Sanctions Lifted with Venezuela Supplying Oil to US Indefinitely

American willingness to remove Venezuelan sanctions correlates directly with Caracas accepting arrangements for Venezuela supplying oil to the US indefinitely, creating explicit linkage between financial relief and sovereignty concessions. The conditional sanctions relief framework transforms economic sanctions from punitive measures into leverage tools extracting resource control commitments.
Traditional sanctions policy aims to modify targeted nation behavior through economic pressure, typically lifted when compliance occurs.
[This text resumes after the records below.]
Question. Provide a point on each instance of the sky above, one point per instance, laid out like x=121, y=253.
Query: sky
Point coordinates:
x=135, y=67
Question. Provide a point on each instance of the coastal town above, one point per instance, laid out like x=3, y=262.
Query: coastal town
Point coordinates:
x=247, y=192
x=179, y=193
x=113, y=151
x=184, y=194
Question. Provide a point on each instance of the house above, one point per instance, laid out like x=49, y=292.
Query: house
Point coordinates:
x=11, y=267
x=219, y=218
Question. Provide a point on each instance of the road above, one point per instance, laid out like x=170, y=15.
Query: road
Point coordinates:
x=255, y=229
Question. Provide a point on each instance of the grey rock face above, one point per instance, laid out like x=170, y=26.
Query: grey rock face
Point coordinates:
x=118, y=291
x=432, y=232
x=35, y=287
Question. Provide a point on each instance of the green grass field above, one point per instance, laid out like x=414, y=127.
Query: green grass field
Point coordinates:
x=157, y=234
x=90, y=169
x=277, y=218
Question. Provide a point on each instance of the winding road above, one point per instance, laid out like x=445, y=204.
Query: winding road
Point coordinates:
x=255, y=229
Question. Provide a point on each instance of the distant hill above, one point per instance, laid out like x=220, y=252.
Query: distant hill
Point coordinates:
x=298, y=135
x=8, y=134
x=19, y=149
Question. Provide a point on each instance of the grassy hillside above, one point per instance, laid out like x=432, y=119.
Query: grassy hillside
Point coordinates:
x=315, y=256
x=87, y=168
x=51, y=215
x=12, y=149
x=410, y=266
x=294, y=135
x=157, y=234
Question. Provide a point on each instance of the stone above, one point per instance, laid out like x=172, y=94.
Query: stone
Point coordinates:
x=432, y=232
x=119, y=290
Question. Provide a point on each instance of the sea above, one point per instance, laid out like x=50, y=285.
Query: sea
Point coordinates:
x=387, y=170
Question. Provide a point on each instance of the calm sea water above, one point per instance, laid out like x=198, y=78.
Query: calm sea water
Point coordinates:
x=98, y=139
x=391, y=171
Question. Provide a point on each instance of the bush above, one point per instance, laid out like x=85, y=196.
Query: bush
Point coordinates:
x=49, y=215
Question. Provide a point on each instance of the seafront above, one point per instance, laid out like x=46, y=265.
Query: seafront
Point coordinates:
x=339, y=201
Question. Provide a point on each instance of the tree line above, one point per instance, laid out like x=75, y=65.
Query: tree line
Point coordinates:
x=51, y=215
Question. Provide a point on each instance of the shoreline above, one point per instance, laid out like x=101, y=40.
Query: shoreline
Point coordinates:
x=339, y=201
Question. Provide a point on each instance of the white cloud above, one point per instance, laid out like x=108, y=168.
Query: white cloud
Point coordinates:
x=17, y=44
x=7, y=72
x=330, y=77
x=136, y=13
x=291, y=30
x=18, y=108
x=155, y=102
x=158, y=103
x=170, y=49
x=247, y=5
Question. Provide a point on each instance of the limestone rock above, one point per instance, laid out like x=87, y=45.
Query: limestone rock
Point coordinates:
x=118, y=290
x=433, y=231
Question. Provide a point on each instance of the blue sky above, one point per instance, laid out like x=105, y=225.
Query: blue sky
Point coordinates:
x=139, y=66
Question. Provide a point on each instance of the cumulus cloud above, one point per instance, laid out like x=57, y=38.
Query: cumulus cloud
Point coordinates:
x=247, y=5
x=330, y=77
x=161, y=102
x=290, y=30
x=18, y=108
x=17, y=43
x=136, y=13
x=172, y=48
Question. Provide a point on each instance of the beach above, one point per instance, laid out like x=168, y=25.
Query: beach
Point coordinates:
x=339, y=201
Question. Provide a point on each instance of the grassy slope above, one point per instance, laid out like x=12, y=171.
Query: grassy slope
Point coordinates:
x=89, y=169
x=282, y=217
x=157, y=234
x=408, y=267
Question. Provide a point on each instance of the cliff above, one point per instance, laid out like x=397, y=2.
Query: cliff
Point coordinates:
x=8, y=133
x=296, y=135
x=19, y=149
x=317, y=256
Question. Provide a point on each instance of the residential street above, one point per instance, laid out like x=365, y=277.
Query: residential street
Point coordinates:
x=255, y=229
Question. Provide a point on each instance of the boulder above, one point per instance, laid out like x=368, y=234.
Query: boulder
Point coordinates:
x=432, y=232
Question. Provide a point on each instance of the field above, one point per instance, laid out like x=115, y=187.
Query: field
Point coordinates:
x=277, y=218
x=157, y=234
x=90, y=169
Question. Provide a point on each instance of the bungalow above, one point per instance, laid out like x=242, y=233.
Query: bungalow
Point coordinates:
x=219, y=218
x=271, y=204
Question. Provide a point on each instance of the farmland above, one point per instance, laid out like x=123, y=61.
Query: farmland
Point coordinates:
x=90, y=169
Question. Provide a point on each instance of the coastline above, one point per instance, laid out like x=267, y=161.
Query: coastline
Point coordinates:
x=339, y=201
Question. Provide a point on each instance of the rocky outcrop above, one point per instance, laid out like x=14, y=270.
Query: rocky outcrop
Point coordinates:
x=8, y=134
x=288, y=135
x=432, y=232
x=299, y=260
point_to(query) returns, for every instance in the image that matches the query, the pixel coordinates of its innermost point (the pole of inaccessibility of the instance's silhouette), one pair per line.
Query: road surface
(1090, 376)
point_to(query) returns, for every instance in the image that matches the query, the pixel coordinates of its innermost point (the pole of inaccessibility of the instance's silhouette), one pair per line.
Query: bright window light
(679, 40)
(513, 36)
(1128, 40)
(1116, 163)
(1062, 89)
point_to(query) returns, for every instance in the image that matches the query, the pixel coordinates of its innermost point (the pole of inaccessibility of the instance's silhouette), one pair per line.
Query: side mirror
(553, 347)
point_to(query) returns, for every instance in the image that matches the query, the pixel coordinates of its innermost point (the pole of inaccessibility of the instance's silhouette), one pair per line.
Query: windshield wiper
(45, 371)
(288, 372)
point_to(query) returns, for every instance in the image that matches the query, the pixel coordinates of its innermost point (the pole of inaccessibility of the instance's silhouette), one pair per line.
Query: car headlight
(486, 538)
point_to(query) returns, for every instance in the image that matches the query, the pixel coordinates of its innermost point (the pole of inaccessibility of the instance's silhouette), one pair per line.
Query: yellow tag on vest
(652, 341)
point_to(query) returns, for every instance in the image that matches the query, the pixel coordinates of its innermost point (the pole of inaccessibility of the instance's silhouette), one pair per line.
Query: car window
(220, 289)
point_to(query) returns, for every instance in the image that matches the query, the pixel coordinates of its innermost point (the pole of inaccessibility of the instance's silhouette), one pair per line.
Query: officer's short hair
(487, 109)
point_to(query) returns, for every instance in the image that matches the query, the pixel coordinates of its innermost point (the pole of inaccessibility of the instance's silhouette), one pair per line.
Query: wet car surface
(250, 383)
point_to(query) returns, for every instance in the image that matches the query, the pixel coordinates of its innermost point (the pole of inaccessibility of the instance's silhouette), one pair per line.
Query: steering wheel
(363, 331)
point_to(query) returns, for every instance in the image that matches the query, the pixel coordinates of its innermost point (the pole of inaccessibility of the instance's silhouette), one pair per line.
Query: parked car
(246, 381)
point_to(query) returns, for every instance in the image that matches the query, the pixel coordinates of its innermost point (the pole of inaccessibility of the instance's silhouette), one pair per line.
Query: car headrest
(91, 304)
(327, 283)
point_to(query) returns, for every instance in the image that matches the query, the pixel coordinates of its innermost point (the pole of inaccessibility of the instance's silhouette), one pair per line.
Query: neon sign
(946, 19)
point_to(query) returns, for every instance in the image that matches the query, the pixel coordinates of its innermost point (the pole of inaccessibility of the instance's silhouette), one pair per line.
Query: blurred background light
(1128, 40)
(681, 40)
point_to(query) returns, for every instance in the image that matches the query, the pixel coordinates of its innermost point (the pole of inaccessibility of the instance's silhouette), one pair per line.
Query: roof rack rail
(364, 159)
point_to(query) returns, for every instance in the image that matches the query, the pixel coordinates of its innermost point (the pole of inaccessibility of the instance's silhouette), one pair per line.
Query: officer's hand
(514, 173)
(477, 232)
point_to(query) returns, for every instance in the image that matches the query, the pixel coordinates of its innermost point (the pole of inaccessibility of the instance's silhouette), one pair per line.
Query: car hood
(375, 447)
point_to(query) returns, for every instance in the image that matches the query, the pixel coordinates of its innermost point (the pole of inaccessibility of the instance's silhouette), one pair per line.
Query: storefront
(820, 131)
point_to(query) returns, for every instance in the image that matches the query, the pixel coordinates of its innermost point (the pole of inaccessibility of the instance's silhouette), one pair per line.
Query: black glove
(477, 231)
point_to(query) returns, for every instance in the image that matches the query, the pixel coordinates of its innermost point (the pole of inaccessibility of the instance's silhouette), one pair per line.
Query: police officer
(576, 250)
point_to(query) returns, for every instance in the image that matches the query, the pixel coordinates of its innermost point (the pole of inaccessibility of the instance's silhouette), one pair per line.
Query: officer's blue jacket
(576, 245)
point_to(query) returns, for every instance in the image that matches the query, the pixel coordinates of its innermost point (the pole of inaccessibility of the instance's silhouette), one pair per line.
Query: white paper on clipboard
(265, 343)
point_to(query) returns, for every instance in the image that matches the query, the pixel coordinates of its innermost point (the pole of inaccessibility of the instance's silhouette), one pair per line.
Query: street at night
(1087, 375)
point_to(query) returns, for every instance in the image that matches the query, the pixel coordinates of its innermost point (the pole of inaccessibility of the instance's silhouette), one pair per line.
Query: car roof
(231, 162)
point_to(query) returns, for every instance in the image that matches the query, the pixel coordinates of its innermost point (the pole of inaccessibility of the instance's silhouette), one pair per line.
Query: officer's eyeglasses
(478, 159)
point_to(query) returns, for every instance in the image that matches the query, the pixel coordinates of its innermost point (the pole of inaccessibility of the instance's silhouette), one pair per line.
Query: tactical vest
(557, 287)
Venezuelan arrangements for Venezuela supplying oil to the US indefinitely differ by requiring permanent structural changes—ongoing resource control—rather than temporary behavioral modifications as conditions for relief.
The sanctions-for-sovereignty exchange establishes precedents potentially applicable to other nations facing American economic pressure. Success in establishing Venezuela supplying oil to the US indefinitely could encourage similar frameworks linking sanctions relief to resource access in other energy-producing nations under US pressure.
Venezuela’s economic desperation from years of sanctions provides the coercive environment enabling American demands for Venezuela supplying oil to the US indefinitely that might otherwise face rejection. The interim government’s recognition that survival requires US cooperation reveals sanctions’ effectiveness in creating conditions for extracting major concessions.
However, sanctions relief contingent on ongoing compliance rather than one-time actions creates permanent leverage rather than resolving underlying disputes. Venezuela remains indefinitely subject to renewed sanctions if American officials determine oil sales no longer serve US national interests, preventing genuine normalization of relations despite Venezuela supplying oil to the US indefinitely.